Python 爬虫与网页解析

20 Jun 2018

ajax技术的核心是XMLHttpRequest对象(简称XHR)

创建一个XHR对象，也叫实例化一个XHR对象，因为XMLHTTPRequest()是一个构造函数。下面是创建XHR对象的兼容写法

	var xmlhttp;
	if (window.XMLHttpRequest)
  	{// code for IE7+, Firefox, Chrome, Opera, Safari
  		xmlhttp=new XMLHttpRequest();
  	}
	else
  	{// code for IE6, IE5
  		xmlhttp=new ActiveXObject("Microsoft.XMLHTTP");
  	}

[注意]如果要建立N个不同的请求，就要使用N个不同的XHR对象。
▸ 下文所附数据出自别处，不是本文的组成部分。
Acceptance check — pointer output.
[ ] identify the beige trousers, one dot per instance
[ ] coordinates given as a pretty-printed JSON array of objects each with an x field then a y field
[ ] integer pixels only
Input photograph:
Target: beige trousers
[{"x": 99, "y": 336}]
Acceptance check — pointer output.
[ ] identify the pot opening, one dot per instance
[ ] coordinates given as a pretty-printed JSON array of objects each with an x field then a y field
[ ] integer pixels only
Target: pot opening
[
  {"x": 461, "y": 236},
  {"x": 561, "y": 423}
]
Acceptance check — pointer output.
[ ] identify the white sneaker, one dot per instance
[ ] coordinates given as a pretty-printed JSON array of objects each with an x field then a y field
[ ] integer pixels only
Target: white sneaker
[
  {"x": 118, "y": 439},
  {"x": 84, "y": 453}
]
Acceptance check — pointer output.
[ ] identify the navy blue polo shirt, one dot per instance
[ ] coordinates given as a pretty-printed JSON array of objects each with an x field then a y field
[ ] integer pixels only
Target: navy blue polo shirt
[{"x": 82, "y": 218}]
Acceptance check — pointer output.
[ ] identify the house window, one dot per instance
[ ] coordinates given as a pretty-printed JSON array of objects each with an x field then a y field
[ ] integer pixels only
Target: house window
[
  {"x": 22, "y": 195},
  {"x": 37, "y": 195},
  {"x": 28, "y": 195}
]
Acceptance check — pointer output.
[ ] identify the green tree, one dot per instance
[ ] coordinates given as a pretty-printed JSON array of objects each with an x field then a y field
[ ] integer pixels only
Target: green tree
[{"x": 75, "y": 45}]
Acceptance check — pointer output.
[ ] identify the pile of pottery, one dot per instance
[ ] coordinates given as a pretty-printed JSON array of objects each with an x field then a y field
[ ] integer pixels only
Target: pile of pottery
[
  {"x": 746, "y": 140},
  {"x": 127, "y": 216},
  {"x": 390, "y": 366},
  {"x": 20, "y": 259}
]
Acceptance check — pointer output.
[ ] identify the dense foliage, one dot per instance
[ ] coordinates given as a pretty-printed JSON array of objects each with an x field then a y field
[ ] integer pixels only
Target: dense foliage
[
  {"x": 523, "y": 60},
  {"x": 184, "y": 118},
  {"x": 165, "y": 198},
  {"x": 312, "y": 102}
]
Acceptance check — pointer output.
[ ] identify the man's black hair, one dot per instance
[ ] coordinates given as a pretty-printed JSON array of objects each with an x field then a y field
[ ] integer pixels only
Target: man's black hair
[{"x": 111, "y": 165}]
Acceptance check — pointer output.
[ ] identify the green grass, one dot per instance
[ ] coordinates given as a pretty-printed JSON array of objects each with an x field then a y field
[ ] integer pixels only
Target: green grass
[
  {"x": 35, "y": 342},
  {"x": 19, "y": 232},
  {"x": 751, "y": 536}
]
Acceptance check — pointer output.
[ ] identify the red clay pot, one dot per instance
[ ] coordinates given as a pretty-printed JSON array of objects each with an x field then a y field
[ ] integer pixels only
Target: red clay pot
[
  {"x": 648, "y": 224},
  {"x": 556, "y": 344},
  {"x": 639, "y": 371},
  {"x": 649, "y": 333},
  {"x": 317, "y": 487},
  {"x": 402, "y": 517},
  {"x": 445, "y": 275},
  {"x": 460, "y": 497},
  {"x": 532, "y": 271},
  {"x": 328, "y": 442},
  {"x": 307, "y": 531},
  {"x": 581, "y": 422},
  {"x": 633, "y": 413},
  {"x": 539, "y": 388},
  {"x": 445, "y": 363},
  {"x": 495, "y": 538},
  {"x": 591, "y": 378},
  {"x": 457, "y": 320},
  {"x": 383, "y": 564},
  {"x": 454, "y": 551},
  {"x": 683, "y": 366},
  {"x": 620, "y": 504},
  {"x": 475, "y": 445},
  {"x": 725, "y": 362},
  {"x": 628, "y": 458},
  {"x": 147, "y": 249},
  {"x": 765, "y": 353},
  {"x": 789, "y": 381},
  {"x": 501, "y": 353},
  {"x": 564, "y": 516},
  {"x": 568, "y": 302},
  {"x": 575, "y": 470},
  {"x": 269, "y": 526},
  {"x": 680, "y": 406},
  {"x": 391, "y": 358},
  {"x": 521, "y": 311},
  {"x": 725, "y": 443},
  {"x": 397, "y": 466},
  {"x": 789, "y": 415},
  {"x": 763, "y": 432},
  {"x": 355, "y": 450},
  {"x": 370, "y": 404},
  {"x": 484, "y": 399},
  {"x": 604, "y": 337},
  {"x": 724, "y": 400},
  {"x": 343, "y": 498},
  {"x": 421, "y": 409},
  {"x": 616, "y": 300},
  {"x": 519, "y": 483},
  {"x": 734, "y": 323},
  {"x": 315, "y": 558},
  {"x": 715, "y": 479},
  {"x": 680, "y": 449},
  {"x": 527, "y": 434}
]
当然可以重用已存在的XHR对象，但这会终止之前通过该对象挂起的任何请求

GET 请求

一个简单的 GET 请求：

xmlhttp.open("GET","demo_get.asp",true);	
xmlhttp.send();

GET 还是 POST？

与 POST 相比，GET 更简单也更快，并且在大部分情况下都能用。然而，在以下情况中，请使用 POST 请求：

无法使用缓存文件（更新服务器上的文件或数据库）
向服务器发送大量数据（POST 没有数据量限制）
发送包含未知字符的用户输入时，POST 比 GET 更稳定也更可靠

xmlhttp.open(“POST”,”ajax_test.asp”,true); xmlhttp.setRequestHeader(“Content-type”,”application/x-www-form-urlencoded”); xmlhttp.send(“fname=Bill&lname=Gates”);

Python-第三方库requests

Requests 是用Python语言编写，基于 urllib，采用 Apache2 Licensed 开源协议的 HTTP 库。它比 urllib 更加方便，可以节约我们大量的工作，完全满足 HTTP 测试需求。Requests 的哲学是以 PEP 20 的习语为中心开发的，所以它比 urllib 更加 Pythoner。更重要的一点是它支持 Python3 ！

Beautiful is better than ugly.(美丽优于丑陋) Explicit is better than implicit.(清楚优于含糊) Simple is better than complex.(简单优于复杂) Complex is better than complicated.(复杂优于繁琐) Readability counts.(重要的是可读性)

Python3 解析 html

HTMLParser

python 自带了一个类，叫 HTMLParser。我们用的时候需要自己定义一个类，继承自 HTMLParser, 然后重写一部分方法:

from html.parser import HTMLParser

class MyHTMLParser(HTMLParser):
    def handle_starttag(self, tag, attrs):
        print("Encountered a start tag:", tag)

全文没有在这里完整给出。